Résumé : Les kystes épithéliaux entiers sont très fréquents selon la littérature actuelle et peuvent donc être considérés comme des variantes de la norme. Si les perles d’Epstein – c’est-à-dire les kystes palatins le long du raphé médian – sont bien connues de nombreux collègues médecins, l’existence des kystes gingivaux l’est un peu moins. Un tel cas sous des formes prononcées peut donc susciter un certain désarroi chez les parents et aussi chez les médecins traitants.
La connaissance des différents kystes buccaux permet de rassurer les parents de l’enfant concerné et d’éviter des interventions diagnostiques inutiles et souvent douloureuses.
Littérature :
- Fromm A : Epstein’s pearls, Bohn’s nodules and inclusion-cysts of the oral cavity. J Dent Child 1967 ; 34 : 275-287.

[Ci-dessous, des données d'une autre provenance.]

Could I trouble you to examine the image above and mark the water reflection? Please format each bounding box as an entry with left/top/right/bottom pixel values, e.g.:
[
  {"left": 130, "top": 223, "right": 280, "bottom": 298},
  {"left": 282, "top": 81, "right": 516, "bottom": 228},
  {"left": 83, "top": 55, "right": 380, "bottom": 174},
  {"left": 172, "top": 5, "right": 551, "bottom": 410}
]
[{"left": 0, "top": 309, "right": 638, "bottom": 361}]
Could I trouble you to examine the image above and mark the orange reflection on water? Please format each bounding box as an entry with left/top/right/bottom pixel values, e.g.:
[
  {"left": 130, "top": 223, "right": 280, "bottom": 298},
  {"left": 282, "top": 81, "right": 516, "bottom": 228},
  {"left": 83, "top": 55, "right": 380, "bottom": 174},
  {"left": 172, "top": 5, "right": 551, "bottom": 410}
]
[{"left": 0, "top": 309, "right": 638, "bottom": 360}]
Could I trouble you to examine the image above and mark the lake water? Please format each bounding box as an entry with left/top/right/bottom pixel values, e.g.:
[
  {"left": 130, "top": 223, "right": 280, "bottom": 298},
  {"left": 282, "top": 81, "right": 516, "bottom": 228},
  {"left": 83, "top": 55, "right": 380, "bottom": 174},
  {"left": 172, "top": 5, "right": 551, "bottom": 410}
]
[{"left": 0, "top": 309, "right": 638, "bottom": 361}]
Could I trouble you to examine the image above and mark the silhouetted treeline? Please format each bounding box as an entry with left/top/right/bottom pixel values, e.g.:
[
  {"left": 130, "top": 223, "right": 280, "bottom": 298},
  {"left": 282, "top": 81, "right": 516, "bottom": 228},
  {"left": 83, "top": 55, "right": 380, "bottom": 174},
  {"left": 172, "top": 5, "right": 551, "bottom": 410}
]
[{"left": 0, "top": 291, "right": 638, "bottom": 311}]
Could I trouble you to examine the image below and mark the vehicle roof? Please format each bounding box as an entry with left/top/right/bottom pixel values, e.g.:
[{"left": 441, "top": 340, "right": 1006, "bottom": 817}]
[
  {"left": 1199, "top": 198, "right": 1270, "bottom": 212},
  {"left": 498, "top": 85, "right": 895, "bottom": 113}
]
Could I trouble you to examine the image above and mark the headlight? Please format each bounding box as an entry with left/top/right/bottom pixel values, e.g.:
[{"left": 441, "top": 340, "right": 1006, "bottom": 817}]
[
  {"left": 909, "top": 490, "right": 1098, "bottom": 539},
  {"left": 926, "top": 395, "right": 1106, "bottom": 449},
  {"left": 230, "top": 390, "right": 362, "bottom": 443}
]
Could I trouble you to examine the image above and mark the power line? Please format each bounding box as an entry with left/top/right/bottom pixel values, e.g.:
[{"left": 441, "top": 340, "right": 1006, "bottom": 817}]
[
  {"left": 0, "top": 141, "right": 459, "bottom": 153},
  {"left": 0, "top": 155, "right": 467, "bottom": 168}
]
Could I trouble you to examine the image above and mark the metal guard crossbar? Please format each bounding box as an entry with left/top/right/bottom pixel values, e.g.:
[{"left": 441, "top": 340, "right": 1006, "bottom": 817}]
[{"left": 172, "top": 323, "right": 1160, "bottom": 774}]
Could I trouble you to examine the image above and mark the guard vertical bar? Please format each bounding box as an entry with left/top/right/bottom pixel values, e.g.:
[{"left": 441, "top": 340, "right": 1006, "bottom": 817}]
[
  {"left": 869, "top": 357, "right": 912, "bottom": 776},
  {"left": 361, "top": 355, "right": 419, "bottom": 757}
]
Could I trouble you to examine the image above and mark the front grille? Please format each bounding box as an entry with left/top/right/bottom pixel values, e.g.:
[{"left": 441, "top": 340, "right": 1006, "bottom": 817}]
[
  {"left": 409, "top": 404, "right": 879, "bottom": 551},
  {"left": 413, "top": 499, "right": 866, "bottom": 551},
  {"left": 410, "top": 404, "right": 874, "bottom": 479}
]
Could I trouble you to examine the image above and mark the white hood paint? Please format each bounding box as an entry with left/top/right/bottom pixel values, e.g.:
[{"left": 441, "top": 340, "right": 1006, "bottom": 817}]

- Jorgenson RJ, et al. : finalités et anomalies intra-orales chez les nouveau-nés. Pediatrics 1982 ; 69 : 577-582.
- Monteagudo B, et al. : Prévalence du milia et des kystes palatins et gingivaux chez les nouveau-nés espagnols. Pediatric Dermatology 2012 ; 29 : 301-305.
- Paula JD, et al : Oral and facial inclusion cysts in newborns. J Clin Pediatr Dent 2006 ; 31 : 127-129.
- Van Heerden WFP, et al : Diagnostic et prise en charge des lésions et conditions orales chez le nouveau-né. South African Family Practice 2010 ; 52 : 6, 489-491.